10 Hardest Calisthenics Moves Beginners Can Master

It’s important to clarify that this is not a comprehensive list of the most difficult exercises. We picked 10 challenging calisthenics moves that can be mastered with progression training. We grouped them into isotonic and isometric categories based on whether one repetition is defined as a few seconds of static hold or if it consists of concentric and eccentric motion in order to complete.

Cool calisthenics exercises anyone can master – isotonic category

All of these calisthenics moves require a great deal of strength and coordination but with consistent and smart training even beginners can achieve them.

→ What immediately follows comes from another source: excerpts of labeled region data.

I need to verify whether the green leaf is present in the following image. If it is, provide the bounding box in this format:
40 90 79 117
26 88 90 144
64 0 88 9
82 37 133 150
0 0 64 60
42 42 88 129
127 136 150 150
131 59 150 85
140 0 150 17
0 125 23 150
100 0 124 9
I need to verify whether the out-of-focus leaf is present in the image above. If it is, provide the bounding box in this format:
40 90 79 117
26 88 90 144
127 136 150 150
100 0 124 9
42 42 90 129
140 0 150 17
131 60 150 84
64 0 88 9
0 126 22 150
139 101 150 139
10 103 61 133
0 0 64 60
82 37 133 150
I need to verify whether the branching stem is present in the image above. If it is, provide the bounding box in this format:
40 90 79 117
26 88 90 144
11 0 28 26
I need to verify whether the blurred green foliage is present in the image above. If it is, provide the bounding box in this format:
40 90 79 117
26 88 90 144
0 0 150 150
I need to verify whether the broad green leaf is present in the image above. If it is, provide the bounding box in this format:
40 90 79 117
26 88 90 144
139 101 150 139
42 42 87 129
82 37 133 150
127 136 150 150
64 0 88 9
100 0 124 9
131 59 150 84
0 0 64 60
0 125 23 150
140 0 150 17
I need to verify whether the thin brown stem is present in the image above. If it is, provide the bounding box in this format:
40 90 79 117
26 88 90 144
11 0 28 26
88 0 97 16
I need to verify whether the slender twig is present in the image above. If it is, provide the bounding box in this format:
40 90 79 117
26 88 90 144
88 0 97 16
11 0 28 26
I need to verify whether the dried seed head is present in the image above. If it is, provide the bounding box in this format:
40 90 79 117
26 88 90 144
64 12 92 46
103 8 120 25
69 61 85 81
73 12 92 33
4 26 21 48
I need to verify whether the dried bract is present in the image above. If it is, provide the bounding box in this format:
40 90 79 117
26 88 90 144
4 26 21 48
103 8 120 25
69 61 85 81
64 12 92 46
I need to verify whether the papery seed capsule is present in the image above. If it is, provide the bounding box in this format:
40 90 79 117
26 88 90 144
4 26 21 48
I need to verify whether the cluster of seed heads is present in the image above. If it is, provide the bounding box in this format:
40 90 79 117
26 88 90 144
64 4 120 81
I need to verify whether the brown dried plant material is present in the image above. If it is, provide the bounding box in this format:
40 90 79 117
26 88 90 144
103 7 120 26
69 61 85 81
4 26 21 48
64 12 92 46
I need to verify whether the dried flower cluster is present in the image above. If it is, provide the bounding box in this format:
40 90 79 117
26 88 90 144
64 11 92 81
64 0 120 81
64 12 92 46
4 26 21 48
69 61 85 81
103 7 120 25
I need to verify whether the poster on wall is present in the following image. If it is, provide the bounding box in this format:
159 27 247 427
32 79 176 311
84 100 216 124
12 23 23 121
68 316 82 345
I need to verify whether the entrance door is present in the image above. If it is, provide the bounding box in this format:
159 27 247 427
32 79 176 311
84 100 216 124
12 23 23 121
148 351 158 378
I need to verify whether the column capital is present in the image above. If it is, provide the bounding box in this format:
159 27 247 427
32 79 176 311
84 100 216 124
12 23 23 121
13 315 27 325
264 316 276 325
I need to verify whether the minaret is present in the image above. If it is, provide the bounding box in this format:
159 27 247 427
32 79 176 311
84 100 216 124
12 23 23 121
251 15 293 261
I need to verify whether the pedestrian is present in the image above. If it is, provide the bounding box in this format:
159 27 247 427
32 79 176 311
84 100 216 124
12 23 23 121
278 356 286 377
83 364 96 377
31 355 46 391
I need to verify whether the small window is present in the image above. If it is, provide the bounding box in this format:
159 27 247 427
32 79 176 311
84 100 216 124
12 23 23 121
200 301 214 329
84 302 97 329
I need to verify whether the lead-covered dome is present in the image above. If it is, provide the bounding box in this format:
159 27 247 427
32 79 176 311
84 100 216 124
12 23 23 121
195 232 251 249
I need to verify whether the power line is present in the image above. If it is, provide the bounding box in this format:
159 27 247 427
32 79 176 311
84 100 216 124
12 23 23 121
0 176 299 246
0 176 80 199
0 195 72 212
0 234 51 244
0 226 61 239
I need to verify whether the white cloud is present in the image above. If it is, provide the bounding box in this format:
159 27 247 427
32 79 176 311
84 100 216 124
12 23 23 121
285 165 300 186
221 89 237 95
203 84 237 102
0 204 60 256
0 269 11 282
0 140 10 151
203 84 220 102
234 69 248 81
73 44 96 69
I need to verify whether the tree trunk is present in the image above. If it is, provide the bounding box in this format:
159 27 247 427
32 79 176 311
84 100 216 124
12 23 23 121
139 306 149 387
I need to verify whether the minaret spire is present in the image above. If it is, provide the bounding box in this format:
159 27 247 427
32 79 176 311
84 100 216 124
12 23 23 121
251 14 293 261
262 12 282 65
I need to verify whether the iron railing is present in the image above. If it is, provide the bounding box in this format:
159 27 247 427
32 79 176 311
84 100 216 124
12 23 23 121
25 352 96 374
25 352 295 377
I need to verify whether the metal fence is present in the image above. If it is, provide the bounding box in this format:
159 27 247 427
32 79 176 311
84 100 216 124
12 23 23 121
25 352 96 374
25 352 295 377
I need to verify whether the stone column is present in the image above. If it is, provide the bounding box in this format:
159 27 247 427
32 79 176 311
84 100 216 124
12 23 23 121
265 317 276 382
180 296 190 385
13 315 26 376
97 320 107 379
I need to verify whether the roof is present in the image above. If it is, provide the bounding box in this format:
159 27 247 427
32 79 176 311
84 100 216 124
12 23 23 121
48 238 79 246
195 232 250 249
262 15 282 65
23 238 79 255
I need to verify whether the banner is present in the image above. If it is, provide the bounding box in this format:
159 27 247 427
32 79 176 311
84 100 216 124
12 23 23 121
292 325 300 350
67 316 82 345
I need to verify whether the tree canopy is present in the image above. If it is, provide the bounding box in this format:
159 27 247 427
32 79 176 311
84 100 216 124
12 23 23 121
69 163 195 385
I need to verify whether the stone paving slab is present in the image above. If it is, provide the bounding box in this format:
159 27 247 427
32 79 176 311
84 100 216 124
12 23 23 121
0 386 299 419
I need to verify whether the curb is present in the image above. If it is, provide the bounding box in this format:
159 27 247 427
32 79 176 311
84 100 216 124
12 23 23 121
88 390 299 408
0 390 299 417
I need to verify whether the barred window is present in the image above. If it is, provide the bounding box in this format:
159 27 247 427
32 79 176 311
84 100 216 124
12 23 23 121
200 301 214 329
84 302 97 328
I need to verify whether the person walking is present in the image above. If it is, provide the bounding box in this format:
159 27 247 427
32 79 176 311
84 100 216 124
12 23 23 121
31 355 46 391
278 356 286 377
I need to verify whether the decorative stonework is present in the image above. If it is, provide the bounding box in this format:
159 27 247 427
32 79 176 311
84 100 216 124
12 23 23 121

If you are just getting started it is common sense that before attempting to perform these – in order to avoid injury – it’s best to build up your strength with the easiest calisthenics moves first and gradually increase resistance by adjusting your leverage or adding weight. This way you can safely progress towards more advanced calisthenics moves. Below we chose 5 examples of some of the hardest calisthenics moves in the isometric category that you can use as inspiration and gradually progress towards.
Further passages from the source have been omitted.